Twice regularized MDPs and the equivalence between robustness and regularization

TL;DR

This paper demonstrates that regularized MDPs can be viewed as a special case of robust MDPs with uncertain rewards, and extends this to uncertain transitions, leading to a new class called twice regularized MDPs with improved robustness and computational efficiency.

Contribution

The authors establish an equivalence between regularized and robust MDPs, extend this to uncertain transitions, and introduce twice regularized MDPs with theoretical guarantees.

Findings

Regularized MDPs are a specific case of reward-robust MDPs.

Policy iteration complexity is preserved under the equivalence.

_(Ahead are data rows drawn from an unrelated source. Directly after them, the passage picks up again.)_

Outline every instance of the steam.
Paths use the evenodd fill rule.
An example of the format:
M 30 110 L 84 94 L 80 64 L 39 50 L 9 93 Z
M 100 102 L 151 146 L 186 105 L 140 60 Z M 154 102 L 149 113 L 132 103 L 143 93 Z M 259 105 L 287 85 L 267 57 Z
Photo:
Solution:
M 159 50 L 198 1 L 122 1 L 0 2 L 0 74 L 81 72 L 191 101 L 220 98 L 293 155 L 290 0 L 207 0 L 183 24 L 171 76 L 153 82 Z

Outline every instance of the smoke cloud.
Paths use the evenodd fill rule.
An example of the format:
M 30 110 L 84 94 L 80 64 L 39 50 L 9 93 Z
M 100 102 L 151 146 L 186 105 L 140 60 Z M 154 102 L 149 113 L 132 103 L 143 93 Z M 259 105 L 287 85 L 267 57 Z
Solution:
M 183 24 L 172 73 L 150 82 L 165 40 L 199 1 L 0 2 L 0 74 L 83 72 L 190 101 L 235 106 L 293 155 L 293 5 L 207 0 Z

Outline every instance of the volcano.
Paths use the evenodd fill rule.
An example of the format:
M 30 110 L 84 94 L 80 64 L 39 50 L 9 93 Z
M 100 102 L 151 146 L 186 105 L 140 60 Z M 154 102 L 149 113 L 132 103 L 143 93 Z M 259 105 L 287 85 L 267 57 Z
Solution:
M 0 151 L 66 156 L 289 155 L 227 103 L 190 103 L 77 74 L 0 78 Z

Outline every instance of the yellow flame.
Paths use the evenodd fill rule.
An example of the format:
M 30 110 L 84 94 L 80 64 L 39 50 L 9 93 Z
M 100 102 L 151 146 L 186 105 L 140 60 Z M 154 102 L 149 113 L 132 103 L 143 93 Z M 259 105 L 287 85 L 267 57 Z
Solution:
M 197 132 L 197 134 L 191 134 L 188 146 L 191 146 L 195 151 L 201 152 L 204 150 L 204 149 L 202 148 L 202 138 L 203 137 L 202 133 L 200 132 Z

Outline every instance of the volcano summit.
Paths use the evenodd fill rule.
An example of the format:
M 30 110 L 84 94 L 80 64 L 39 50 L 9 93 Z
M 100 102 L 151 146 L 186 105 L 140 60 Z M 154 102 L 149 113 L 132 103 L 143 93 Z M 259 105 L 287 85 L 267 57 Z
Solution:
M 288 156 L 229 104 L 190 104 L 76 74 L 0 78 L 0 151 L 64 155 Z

Twice regularized MDPs enable robust and efficient policy learning.

Abstract

Robust Markov decision processes (MDPs) aim to handle changing or partially known system dynamics. To solve them, one typically resorts to robust optimization methods. However, this significantly increases computational complexity and limits scalability in both learning and planning. On the other hand, regularized MDPs show more stability in policy learning without impairing time complexity. Yet, they generally do not encompass uncertainty in the model dynamics. In this work, we aim to learn robust MDPs using regularization. We first show that regularized MDPs are a particular instance of robust MDPs with uncertain reward. We thus establish that policy iteration on reward-robust MDPs can have the same time complexity as on regularized MDPs. We further extend this relationship to MDPs with uncertain transitions: this leads to a regularization term with an additional dependence on the value function. We finally generalize regularized MDPs to twice regularized MDPs (R${}^2$ MDPs), i.e., MDPs with $\textit{both}$ value and policy regularization. The corresponding Bellman operators enable developing policy iteration schemes with convergence and robustness guarantees. It also reduces planning and learning in robust MDPs to regularized MDPs.